Jim Carmichel succeeded Jack O’Connor as shooting editor for Outdoor Life, and held the position for 38 years. Think about that for a moment, and it’s easy to understand why Carmichel is regarded by many in publishing as not only a dean among gun writers but an individual whose prose defined a fascinating era of international big-game hunting and wingshooting. Indeed, his indelible style and inimitable wit formed the epicenter of the period encompassed by his career.
Classic Carmichel: Stories from the Field showcases some of the author’s most amazing tales and includes many never-before-published photographs.
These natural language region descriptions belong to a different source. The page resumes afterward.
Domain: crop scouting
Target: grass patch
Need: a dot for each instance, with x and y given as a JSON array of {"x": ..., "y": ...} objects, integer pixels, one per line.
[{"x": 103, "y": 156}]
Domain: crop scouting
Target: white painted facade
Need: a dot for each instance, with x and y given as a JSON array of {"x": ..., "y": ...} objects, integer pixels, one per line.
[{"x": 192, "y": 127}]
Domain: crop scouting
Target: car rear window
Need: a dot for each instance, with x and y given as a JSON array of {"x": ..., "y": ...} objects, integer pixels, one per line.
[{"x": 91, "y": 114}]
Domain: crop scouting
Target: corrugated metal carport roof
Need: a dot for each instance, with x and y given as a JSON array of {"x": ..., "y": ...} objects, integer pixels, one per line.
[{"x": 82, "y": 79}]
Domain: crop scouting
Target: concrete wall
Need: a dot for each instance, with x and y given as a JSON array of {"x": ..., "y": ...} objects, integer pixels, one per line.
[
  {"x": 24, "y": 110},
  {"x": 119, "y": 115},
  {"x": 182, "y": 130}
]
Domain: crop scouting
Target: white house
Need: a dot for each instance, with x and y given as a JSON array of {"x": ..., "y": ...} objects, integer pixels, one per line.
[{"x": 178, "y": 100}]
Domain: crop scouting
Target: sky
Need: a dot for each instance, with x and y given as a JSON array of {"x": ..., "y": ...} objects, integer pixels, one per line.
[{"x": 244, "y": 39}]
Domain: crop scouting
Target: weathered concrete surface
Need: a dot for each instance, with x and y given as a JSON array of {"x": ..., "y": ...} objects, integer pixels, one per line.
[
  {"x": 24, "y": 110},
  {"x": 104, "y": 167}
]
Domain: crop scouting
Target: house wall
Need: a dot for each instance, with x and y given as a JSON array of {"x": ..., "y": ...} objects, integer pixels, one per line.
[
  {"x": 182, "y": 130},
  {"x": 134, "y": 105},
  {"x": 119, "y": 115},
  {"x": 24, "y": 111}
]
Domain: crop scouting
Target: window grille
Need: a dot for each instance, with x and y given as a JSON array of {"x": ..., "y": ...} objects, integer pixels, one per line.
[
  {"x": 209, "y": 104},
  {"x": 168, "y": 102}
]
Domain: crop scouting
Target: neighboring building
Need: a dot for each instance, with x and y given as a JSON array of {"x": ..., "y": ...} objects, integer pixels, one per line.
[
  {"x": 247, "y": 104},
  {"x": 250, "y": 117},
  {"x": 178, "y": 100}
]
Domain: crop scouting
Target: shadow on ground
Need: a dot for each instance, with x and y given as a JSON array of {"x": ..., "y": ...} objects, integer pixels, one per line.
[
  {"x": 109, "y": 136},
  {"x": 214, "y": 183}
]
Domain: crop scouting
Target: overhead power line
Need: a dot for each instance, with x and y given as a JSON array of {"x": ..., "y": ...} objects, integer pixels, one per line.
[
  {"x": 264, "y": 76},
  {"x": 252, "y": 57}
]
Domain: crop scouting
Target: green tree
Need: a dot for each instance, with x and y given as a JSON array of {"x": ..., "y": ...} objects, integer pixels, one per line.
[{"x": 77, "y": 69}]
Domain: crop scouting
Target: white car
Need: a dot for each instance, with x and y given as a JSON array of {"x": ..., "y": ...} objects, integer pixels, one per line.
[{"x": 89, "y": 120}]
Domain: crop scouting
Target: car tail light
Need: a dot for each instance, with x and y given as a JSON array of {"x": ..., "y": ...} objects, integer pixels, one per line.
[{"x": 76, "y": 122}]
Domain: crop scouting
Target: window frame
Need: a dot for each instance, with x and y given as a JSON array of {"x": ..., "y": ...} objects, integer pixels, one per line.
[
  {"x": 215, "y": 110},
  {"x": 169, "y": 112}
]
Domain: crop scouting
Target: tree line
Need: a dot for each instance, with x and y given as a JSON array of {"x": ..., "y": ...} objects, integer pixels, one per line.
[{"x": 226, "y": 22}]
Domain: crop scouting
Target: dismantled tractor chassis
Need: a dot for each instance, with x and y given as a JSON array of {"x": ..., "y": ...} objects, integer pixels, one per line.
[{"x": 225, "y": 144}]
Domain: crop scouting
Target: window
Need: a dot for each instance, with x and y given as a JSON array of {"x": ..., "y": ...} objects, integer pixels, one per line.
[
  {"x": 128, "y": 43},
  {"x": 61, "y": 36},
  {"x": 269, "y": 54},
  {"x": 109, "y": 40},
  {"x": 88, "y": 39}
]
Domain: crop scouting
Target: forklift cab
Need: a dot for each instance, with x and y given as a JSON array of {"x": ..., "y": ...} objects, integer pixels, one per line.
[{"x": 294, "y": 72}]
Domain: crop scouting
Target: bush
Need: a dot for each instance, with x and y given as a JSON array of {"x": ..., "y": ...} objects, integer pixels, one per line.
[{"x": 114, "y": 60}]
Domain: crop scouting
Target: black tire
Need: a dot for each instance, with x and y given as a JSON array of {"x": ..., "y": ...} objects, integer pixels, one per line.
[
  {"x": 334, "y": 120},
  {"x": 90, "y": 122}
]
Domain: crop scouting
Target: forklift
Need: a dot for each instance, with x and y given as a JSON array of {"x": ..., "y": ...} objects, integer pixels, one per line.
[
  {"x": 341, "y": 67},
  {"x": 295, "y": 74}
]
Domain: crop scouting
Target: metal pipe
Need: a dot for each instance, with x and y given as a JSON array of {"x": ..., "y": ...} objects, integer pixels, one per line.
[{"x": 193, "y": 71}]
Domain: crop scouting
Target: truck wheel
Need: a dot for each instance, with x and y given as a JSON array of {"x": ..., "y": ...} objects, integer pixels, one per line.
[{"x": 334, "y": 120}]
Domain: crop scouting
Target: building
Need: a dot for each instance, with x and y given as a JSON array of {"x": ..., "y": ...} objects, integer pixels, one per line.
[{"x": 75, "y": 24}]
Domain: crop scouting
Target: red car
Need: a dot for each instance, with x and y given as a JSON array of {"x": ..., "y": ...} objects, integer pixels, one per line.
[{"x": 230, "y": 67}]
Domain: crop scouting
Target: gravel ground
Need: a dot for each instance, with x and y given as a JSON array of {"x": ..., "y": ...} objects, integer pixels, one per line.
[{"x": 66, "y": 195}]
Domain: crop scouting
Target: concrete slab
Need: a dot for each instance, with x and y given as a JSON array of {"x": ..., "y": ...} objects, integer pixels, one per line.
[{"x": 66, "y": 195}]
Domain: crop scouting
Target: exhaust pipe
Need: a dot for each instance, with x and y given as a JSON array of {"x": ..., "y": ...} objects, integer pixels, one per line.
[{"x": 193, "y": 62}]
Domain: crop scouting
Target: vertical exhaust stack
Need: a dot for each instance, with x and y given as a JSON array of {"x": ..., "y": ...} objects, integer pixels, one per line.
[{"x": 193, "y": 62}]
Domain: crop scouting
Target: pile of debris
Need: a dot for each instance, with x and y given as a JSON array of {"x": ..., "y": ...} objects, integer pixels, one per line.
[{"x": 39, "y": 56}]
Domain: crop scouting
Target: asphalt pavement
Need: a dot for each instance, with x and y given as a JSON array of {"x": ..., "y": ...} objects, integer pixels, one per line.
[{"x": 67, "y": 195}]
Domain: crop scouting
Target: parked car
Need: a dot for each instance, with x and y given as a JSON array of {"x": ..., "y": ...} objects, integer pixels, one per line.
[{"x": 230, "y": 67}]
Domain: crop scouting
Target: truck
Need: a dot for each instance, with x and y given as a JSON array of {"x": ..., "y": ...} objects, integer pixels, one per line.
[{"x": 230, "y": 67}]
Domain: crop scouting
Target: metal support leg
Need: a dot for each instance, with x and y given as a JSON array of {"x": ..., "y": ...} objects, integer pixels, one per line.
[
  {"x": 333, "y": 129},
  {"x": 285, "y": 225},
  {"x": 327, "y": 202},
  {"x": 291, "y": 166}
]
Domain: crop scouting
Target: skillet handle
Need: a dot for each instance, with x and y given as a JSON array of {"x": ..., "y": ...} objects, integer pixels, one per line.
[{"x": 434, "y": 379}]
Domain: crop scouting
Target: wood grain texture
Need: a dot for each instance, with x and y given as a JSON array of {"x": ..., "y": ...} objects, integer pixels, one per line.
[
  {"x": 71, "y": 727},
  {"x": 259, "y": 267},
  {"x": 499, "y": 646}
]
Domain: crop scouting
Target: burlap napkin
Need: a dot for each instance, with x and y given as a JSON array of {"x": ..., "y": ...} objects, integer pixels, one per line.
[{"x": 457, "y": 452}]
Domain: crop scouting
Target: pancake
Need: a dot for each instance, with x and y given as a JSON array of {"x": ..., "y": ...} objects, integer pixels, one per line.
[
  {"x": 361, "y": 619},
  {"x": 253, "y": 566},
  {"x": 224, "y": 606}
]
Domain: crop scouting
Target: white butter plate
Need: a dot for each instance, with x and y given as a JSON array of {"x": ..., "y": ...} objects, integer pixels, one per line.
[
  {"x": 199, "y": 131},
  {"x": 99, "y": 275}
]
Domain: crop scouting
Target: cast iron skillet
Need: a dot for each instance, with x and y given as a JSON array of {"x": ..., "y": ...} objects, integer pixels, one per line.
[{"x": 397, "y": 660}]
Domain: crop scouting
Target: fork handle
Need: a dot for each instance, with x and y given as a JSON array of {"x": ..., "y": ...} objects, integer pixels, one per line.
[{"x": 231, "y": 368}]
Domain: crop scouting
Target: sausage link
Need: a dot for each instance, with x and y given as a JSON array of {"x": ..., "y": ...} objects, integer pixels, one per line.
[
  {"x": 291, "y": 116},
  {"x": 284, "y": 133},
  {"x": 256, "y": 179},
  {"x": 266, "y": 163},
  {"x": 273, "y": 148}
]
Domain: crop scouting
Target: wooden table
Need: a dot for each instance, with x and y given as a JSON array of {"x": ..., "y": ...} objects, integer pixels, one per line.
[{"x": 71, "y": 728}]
The hardback collector’s edition is divided into three sections: “Africa and Around the World”; “North America”; and “Guns and Shooting.” If the subdivisions don’t hook you, perhaps Chapter 1 will: It’s titled “When a Lion Comes to Kill You.” There, Carmichel relates a tale of hunting eland in the Central African Empire, with a Mauser chambered for such, when a lion charges from the bush intent on ending his life. “We closed on each other and I fired again,” he writes. “Twenty yards—no effect. One shell left. … As the bolt locked on my last cartridge, another form moved in the brush from where the lion had come. A second lion! Not charging yet, but nervously flicking his tail and studying me with his cold, yellow eyes. ‘This,’ I said to myself, ‘is about to get interesting.’”
Such deft storytelling is on display elsewhere, too: when a “dead” crocodile comes back to life—twice—on Zimbabwe’s “river of death”; amid the intrigue of a Moscow hotel room full of rubles during a $100,000-hunt for Russian stag; and when, 3 miles high in pursuit of the Mystery Deer of the Andes, Carmichel admits, “Death on high mountains can take several forms.”
Before he retired, I shared only one camp with Jim Carmichel. Such is my loss. My gain—and yours, too—is the collection of stories he shares with us in this book.